Forced to make a hasty decision , the shorter Para was selected. It’s become famous in its variant guises, especially the extra-ordinary 100 year old “port”.
Penfolds Grange Hermitage
The official back-story is that Penfolds’ winemaker Max Schubert travelled to Bordeaux, and after returning to South Australia made the very first – experimental – “Grange” in 1951. But where did the name come from? This question is far from straightforward.
One proposal – noted in Huon Hooke’s volume “Max Schubert winemaker” – suggested Grange was the name of the Penfold’s cottage inside the Magill vineyard- but alternate explanations surely have greater plausibility than this convenient corporate flim-flam.

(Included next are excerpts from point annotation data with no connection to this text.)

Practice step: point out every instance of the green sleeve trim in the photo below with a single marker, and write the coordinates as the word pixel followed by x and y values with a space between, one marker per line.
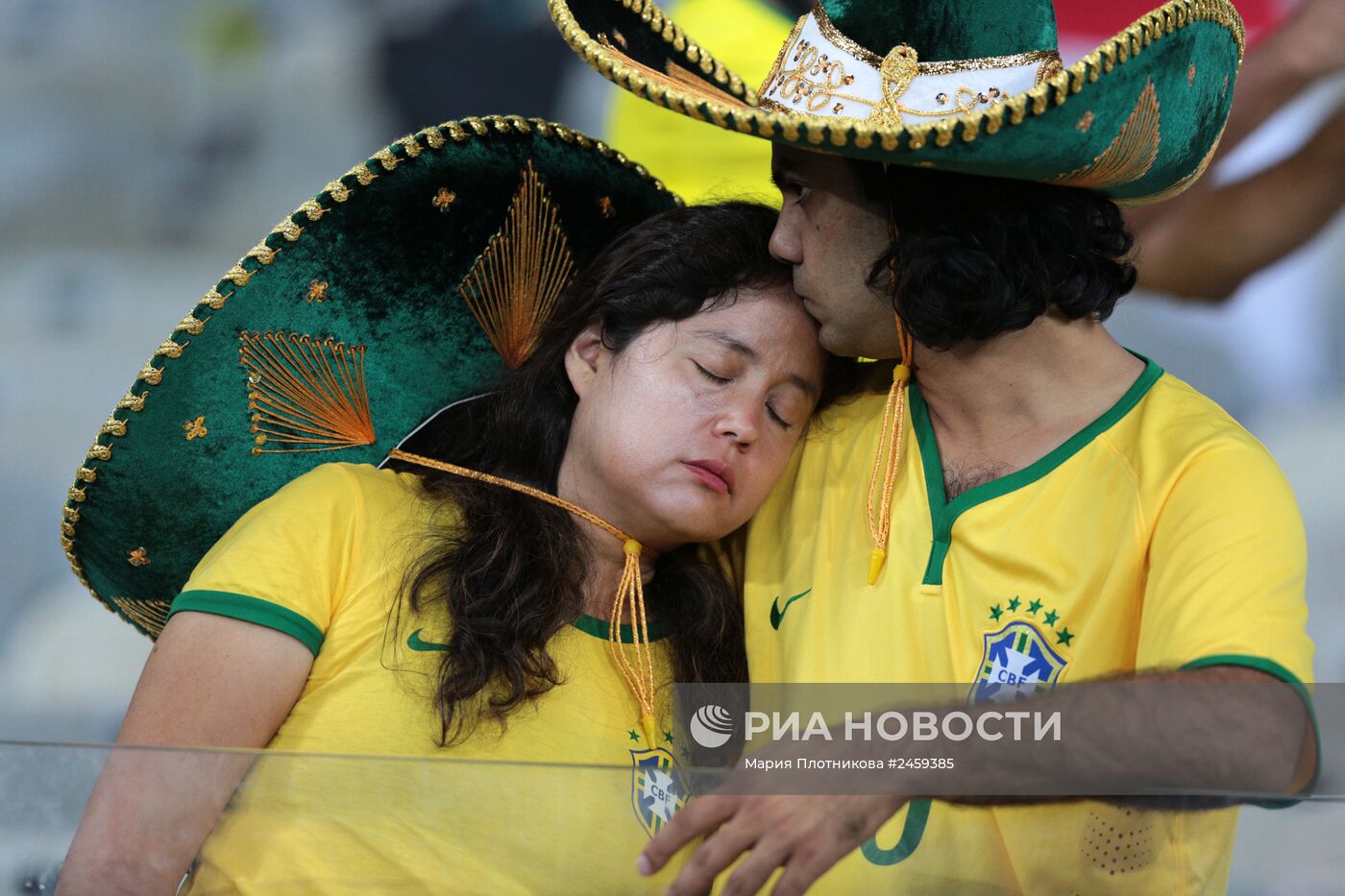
pixel 255 610
pixel 1274 668
pixel 601 628
pixel 943 513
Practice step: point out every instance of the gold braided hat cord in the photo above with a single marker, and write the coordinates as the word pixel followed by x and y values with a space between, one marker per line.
pixel 639 675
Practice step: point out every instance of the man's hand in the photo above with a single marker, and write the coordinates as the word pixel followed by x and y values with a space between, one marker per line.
pixel 802 835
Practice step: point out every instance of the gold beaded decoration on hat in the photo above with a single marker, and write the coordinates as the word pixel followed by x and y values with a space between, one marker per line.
pixel 629 593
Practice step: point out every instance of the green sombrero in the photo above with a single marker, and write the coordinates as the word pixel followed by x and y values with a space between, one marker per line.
pixel 403 287
pixel 974 86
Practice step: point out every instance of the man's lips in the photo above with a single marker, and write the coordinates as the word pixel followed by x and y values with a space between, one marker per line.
pixel 716 473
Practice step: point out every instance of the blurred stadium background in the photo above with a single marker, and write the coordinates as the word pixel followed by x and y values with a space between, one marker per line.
pixel 150 143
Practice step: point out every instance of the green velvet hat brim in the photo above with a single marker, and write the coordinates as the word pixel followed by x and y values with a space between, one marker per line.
pixel 374 260
pixel 1170 73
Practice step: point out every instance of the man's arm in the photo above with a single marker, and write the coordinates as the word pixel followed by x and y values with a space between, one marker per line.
pixel 1207 244
pixel 1119 738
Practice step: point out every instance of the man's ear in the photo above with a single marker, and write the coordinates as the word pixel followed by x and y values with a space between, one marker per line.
pixel 581 358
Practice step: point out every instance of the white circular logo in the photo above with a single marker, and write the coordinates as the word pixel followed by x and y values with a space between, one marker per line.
pixel 712 725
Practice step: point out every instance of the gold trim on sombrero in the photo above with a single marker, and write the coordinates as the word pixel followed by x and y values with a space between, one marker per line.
pixel 841 132
pixel 239 276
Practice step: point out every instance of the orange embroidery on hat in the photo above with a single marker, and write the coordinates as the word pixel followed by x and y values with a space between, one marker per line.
pixel 514 282
pixel 151 615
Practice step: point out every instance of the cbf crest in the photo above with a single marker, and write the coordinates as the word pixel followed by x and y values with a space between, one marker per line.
pixel 658 788
pixel 1019 661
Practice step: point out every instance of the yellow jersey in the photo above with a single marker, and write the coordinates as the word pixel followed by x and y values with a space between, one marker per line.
pixel 562 799
pixel 1162 536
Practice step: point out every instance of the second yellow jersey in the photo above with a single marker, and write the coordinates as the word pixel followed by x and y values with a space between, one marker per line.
pixel 1160 537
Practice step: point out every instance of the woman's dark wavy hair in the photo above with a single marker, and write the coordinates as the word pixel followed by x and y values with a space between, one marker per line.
pixel 975 257
pixel 510 574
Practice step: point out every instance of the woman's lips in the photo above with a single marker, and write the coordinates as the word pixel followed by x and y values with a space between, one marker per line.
pixel 715 473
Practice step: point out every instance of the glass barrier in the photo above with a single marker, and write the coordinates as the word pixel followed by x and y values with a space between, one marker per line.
pixel 320 824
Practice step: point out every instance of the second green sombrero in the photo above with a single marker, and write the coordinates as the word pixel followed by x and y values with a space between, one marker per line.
pixel 974 86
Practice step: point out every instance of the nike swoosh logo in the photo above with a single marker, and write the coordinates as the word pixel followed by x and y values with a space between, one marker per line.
pixel 416 643
pixel 777 611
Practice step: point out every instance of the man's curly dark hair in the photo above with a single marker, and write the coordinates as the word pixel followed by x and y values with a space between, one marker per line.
pixel 975 257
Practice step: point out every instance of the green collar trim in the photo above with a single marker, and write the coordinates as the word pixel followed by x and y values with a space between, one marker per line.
pixel 600 628
pixel 944 513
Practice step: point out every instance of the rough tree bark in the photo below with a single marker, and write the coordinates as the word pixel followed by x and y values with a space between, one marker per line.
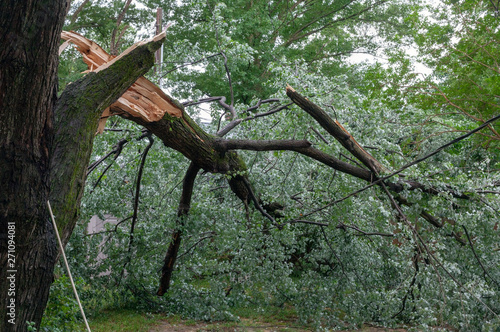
pixel 46 142
pixel 45 146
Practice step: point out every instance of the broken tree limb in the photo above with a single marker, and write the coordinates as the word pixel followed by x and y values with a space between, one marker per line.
pixel 77 112
pixel 143 99
pixel 335 129
pixel 182 212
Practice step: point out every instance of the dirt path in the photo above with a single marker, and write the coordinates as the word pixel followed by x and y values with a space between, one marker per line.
pixel 243 326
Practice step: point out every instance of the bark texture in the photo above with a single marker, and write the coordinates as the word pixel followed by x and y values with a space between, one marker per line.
pixel 45 146
pixel 28 87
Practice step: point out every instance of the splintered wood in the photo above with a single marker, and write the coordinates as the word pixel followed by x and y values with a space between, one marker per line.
pixel 143 99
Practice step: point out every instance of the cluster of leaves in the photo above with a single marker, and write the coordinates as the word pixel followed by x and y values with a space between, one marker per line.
pixel 352 262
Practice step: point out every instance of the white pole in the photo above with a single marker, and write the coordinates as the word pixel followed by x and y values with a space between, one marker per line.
pixel 67 267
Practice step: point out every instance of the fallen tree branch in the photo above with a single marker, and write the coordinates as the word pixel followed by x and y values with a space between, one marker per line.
pixel 336 130
pixel 182 212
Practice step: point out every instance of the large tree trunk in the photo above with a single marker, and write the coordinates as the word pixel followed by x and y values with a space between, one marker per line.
pixel 29 34
pixel 45 145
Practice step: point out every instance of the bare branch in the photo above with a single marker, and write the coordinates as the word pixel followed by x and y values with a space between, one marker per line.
pixel 182 212
pixel 336 130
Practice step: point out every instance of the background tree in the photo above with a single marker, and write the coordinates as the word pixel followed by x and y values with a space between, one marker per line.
pixel 339 257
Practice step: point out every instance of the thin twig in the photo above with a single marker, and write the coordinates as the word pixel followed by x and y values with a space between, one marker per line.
pixel 477 258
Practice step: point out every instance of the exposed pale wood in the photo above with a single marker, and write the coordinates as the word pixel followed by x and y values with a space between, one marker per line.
pixel 143 99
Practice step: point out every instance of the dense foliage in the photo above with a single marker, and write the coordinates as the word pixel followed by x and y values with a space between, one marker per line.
pixel 339 265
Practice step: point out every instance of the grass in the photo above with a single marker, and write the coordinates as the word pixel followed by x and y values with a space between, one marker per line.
pixel 127 320
pixel 124 320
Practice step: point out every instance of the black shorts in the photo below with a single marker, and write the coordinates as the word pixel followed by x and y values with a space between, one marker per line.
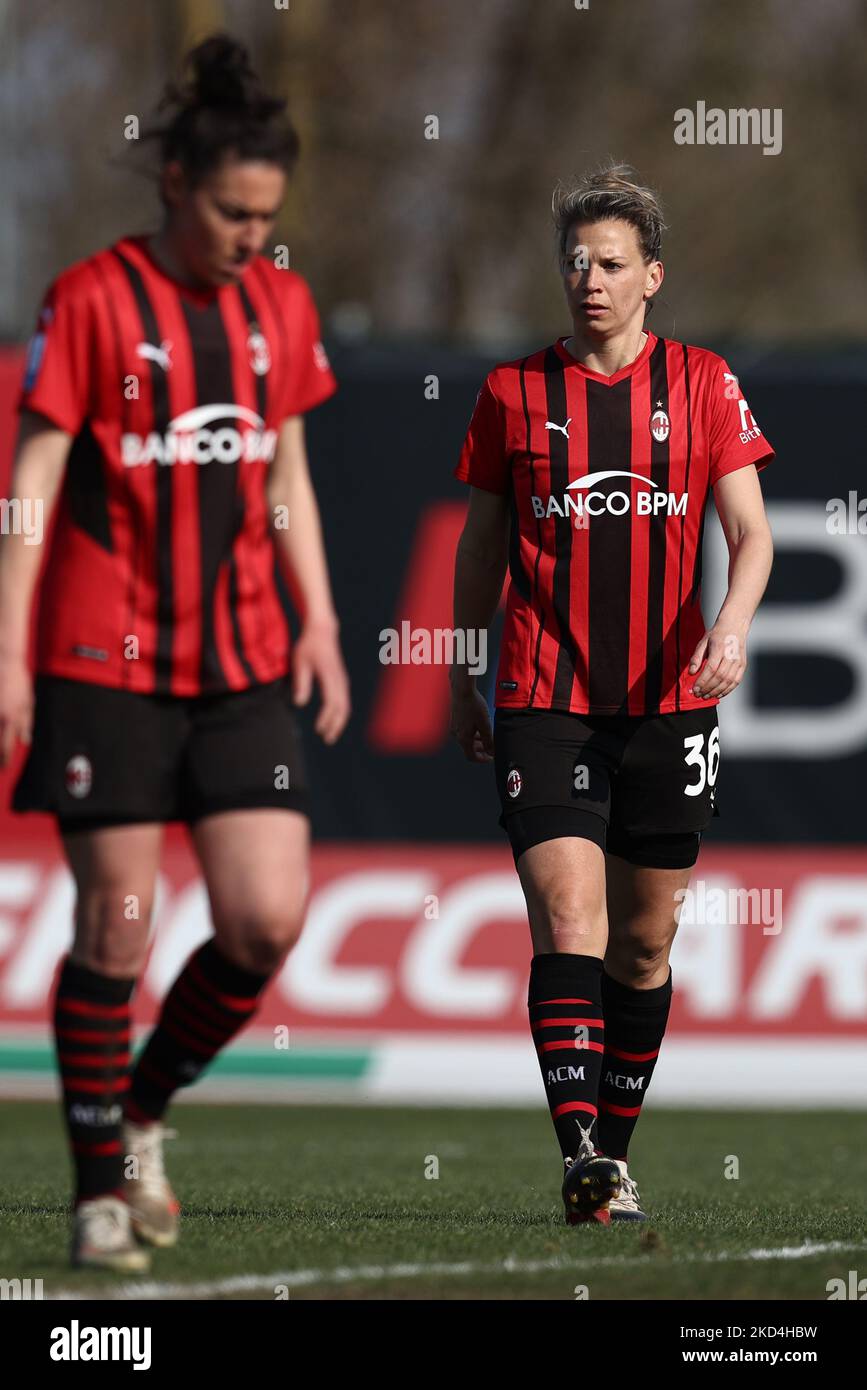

Due to a scarcity of high-quality Cabernet Sauvignon, Max used the grape variety Shiraz (aka Hermitage). Max would have been well aware of the famous Chapel (la Chapelle) on the Hill of Hermitage. Did Max pay direct homage here? – it’s not a huge leap of description between Chapel and Grange.
Grange is not a wordplay on Garage, and it’s not related to 3rd growth St Julian property Chateau Lagrange. It is highly unlikely that Max was aware of the gentlemens’ establishment outside La Grange Texas (also called the Chicken Ranch), brought to widespread notoriety in 1973 by the band ZZ Top.
Max Schubert typically refers to the wine as “Grange”, but he has unwittingly provided several clues, claiming his aim was to produce a wine “capable of improving year by year for a minimum of twenty years …something different and lasting….controversial and individual.”
One serious suggestion is that Max Schubert was inspired by the Australian composer and performer Percy Grainger– best known for his revival of the tune “(English) country gardens” but also a renowned connoisseur and collector of Europe’s finest wines. Could Max have originally referred to his own opus as “the Grainger”, but ultimately tired of explanations to his less-high-browed colleagues, and gradually it became the “Grainge” and then somehow the spelling was corrupted or simplified? Certainly this heritage is controversial, individual and different. It is unclear, however, if Max was aware of Percy Grainger’s proclivity for self-flagellation and his other sado-masochistic interests.
Grange is a seaside suburb of Adelaide, where Max spent countless hours on his lesser-known pastimes, fishing from the jetty, and imbibing beer – and smoking- at its numerous attractive hostelries. Like Marcel Proust’s madeleines, did this humble municipal district and its numerous attractive recreational memories – perhaps a teenage romance? – inspire Max to pay tribute, and create the wine Grange?
We have a riddle wrapped in a mystery inside an enigma; the contenders are numerous, but the true origin of Grange remains a conundrum. Further research is planned, although regrettably the current owners of this brand have so far not co-operated with my endeavours.
As Austrlia’s foremost historian, and while my vinous research is ongoing, (Wendouree and Giaconda are currently under my intense scrutiny), I am honoured to have finally set the record straight on the factual origins of these famous Australian wine brands, and shamed the writers and historians who have uncritically and recklessly promulgated the fantasies behind these labels.
My discoveries will surely impel studies of establishments in Bordeaux, Burgundy, the Rhone Valley, Rioja, Alsace, Tuscany and Piedmont – just for starters. Heads will roll – Vive la revolution!